By Coral Davenport
© The New York Times Co.
WASHINGTON » The Biden administration on Wednesday announced a plan to develop larges cale wind farms along nearly the entire coastline of the United States, the first long-term strategy from the government to produce electricity from offshore turbines. Speaking at a wind power industry conference in Boston, Interior Secretary Deb Haaland said her agency will begin to identify and demarcate and hopes eventually to lease federal waters in the Gulf of Mexico, Gulf of Maine, and off the coasts of the mid-Atlantic states, North Carolina and South Carolina, California and Oregon, to wind power developers by 2025.
The announcement came months after the Biden administration approved the nation’s first commercial offshore wind farm off the coast of Martha’s Vineyard in Massachusetts and began reviewing a dozen other potential offshore wind projects along the East Coast. On the West Coast, the administration has approved opening up two areas off the shores of central and Northern California for commercial wind power development.
Taken together, the actions represent the most forceful push ever by the federal government to promote offshore wind development.
“The Interior Department is laying out an ambitious road map as we advance the administration’s plans to confront climate change, create good-paying jobs and accelerate the nation’s transition to a cleaner energy future,” Haaland said. “This timetable provides two crucial ingredients for success: increased certainty and transparency. Together, we will meet our clean energy goals while addressing the needs of other ocean users and potentially impacted communities.”

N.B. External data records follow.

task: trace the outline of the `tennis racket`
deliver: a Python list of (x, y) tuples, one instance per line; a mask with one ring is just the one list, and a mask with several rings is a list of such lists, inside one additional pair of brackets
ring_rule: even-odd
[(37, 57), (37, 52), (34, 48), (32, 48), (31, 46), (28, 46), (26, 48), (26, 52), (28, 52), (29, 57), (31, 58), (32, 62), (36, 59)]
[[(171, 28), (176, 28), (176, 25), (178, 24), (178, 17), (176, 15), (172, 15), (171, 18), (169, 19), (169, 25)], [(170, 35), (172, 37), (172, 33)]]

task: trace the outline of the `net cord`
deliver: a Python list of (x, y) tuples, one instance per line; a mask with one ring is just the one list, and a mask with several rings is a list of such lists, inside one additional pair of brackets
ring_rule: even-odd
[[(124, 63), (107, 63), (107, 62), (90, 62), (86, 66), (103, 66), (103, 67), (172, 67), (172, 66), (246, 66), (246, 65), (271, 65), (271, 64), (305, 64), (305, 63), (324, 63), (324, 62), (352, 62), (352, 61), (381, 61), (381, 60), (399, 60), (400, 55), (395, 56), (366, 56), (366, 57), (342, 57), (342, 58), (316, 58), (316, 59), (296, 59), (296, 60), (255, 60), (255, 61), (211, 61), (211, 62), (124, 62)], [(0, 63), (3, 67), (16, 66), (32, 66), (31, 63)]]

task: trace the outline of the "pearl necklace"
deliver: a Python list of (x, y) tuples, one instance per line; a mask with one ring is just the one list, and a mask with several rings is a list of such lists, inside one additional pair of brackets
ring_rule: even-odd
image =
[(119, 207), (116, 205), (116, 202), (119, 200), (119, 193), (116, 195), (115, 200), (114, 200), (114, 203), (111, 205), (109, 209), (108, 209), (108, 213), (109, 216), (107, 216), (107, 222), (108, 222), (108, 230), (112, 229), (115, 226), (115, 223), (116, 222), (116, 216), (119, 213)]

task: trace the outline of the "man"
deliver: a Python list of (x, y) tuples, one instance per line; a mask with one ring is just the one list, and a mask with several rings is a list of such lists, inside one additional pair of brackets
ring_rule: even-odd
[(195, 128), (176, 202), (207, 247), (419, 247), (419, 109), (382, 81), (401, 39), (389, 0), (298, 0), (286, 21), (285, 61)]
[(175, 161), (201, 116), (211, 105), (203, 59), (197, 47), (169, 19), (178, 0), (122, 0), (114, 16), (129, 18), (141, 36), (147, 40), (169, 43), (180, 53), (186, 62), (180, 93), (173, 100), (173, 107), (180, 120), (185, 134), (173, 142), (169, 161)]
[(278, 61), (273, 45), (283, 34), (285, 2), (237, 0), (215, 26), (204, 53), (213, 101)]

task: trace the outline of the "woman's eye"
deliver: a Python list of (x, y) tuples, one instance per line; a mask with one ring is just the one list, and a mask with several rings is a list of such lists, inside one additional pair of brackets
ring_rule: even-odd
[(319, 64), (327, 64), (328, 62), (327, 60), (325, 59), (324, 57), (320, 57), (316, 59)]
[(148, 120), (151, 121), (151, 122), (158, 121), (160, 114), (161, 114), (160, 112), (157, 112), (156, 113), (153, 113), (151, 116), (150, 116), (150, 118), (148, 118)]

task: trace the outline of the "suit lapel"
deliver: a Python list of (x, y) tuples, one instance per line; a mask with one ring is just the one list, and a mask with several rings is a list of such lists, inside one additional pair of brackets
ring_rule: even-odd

President Joe Biden has pledged to cut the nation’s fossil fuel emissions 50% from 2005 levels by 2030 by designing policies to promote the use of electric vehicles and clean energy such as wind and solar power. In particular, the administration has pledged to build 30,000 megawatts of offshore wind in the United States by 2030.
Biden has sought to unite his Cabinet in finding ways to promote renewable energy and cut carbon dioxide under what he has called an “all of government” approach to tackling climate. Experts said the Interior Department’s move represents a major such step.